Mención especial a los que se desempeñan en el servicio exterior y que, jornada a jornada, hacen realidad los principios de trabajo y la conducta ética que Roa insufló a esa profesión, con su excepcional impronta.

Hace apenas unos días, la doctora Isabel Allende Karan -con una vasta experiencia como diplomática y quien en la actualidad es la rectora del Instituto Superior de Relaciones Internacionales “Raúl Roa García”- narraba con orgullo el ímpetu con que se volcaron a las calles capitalinas los estudiantes de ese centro, en la tarde del pasado 17 de diciembre, al conocer el retorno a la Patria de Gerardo, Antonio y Ramón.

Sus palabras nos hicieron evocar inevitablemente, como símbolo de esa continuidad entre las diversas generaciones de revolucionarios, el hecho de que Gerardo y Fernando egresaran de esas aulas a finales de la década del 80, justo antes de cumplir, como recién graduados universitarios, misión internacionalista en la República Popular de Angola.

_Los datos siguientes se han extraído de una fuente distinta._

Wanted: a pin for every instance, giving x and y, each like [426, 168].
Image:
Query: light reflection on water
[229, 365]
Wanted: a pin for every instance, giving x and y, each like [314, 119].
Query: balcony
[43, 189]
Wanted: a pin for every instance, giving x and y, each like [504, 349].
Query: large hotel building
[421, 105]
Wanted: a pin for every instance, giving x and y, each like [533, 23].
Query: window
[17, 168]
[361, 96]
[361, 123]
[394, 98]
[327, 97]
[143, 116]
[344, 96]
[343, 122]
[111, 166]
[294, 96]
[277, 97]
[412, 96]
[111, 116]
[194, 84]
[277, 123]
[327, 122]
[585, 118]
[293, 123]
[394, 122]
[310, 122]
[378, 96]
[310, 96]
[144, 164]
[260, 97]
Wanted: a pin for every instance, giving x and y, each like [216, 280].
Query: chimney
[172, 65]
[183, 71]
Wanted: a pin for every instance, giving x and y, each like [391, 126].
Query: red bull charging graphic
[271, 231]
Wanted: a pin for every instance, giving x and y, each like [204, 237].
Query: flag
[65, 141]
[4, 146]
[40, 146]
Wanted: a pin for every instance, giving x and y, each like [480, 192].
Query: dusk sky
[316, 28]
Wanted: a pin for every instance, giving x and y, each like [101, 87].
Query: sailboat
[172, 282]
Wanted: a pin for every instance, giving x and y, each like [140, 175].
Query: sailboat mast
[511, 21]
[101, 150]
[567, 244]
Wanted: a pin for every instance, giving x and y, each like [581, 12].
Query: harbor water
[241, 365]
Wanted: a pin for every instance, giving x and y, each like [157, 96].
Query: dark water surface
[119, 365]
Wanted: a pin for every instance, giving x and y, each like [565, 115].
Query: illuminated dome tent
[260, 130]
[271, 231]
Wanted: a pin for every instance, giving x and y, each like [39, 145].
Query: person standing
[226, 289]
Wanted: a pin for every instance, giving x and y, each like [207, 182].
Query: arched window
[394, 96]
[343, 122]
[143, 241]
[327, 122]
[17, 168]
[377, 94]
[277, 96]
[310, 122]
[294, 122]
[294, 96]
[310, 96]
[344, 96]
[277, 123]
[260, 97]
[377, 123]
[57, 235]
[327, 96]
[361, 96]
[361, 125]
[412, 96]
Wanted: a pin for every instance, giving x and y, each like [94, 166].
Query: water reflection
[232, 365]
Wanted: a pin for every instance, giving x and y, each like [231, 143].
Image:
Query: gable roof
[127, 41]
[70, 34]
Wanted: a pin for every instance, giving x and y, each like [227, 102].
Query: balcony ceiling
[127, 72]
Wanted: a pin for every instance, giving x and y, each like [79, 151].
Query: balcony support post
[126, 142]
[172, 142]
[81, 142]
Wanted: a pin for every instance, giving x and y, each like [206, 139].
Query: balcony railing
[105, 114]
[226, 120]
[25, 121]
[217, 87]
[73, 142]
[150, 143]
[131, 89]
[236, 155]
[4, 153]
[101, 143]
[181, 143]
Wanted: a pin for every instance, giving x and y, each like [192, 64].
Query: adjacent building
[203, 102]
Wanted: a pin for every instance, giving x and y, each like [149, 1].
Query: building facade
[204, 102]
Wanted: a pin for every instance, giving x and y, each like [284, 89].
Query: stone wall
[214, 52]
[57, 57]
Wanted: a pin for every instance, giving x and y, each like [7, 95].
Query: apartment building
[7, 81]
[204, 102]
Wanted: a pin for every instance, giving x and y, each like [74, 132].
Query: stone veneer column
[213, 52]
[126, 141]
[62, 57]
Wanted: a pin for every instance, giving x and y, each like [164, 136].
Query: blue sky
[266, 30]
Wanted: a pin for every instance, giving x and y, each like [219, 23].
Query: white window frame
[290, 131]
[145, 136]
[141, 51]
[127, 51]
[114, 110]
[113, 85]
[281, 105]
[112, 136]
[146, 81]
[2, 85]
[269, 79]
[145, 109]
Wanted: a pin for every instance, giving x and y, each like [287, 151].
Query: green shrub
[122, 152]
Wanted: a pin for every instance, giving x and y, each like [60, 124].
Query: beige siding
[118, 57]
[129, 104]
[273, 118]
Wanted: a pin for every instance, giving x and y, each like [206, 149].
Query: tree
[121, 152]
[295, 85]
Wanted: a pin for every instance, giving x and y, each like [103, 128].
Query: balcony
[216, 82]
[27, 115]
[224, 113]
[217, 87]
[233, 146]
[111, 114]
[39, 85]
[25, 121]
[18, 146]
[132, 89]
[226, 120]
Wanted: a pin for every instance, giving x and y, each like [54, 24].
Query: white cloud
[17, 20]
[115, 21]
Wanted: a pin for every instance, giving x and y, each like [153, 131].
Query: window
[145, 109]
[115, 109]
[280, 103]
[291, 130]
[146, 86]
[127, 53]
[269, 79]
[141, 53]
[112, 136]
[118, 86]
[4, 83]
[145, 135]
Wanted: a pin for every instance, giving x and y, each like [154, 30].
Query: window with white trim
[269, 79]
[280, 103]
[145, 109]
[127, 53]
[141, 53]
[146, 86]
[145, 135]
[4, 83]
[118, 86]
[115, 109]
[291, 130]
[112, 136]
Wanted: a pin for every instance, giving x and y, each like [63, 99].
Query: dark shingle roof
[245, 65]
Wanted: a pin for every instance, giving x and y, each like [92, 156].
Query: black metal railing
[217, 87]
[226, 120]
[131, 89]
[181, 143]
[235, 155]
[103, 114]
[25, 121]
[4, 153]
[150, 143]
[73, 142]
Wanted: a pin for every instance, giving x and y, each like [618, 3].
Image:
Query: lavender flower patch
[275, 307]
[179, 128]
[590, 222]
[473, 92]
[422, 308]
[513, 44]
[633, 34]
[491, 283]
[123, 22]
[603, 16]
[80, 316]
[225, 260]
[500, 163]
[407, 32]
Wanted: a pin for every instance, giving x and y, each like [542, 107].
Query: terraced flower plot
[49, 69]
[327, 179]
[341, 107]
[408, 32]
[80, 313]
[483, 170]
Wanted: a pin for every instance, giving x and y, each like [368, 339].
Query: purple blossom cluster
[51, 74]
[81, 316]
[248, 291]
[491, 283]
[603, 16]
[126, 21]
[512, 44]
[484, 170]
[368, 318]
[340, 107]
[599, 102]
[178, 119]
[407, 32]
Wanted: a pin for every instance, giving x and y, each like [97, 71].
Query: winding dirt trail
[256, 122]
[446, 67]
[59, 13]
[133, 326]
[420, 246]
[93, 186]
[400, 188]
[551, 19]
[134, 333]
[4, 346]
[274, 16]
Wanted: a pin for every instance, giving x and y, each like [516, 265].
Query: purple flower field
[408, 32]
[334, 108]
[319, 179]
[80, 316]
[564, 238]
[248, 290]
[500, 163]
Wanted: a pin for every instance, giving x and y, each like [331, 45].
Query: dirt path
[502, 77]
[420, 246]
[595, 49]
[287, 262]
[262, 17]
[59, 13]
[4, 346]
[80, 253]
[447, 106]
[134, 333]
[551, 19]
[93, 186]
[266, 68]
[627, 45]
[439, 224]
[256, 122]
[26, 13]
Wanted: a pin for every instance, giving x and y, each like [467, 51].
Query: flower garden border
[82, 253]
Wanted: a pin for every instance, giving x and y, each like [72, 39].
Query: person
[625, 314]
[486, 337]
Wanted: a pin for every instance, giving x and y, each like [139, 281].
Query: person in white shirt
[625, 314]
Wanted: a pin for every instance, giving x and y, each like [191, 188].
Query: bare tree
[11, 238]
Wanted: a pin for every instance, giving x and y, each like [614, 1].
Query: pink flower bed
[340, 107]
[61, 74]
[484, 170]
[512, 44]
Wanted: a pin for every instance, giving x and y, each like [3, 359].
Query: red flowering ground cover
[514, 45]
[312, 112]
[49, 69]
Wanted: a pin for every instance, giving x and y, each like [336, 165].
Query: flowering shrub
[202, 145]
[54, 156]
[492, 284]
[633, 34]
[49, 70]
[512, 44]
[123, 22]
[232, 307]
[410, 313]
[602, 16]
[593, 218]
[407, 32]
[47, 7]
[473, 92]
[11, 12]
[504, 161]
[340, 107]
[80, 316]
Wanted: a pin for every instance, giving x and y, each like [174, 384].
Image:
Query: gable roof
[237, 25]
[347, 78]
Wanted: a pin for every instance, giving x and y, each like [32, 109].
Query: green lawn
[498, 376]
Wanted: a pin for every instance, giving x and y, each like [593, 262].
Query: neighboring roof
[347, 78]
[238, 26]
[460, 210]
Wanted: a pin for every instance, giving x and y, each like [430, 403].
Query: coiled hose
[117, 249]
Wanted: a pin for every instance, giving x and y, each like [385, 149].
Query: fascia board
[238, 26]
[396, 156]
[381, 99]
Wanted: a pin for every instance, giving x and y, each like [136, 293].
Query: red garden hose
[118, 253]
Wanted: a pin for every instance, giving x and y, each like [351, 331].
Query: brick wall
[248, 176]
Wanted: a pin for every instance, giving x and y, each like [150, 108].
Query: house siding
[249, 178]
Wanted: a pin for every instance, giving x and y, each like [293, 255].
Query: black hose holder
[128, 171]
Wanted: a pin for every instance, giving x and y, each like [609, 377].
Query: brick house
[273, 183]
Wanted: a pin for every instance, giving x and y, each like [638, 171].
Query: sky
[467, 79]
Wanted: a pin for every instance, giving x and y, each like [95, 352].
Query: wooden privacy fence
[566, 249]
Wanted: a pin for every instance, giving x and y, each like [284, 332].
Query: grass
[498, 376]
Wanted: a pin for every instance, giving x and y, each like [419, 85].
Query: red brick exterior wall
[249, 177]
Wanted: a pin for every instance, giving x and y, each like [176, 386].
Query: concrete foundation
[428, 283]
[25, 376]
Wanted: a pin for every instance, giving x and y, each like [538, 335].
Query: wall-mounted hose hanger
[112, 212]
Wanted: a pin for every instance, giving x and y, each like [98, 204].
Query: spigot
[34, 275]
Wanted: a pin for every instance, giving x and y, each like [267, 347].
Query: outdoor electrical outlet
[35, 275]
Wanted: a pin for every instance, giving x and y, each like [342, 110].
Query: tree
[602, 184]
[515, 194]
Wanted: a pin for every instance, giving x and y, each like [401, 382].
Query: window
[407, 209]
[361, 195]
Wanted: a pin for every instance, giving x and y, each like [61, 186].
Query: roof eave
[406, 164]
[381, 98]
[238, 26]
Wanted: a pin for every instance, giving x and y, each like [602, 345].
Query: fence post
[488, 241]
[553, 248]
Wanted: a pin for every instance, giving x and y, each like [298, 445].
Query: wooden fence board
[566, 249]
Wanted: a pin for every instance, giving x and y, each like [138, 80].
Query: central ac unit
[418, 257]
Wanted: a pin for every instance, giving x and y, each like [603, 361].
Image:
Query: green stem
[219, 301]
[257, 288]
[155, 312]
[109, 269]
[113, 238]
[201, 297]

No en balde los jóvenes de hoy de esa prestigiosa institución, conscientes de los desafíos futuros, mostraron con elevado sentido de pertenencia en un evento científico que convocó a numerosos profesionales del ramo (al igual que hicieron en la marcha mencionada) un pullover donde se lee, mediante el lenguaje juvenil que denota su compromiso incondicional con dichas tradiciones: “Los estudiantes del ISRI: de la talla de Roa”.

Notas, citas y referencias bibliográficas.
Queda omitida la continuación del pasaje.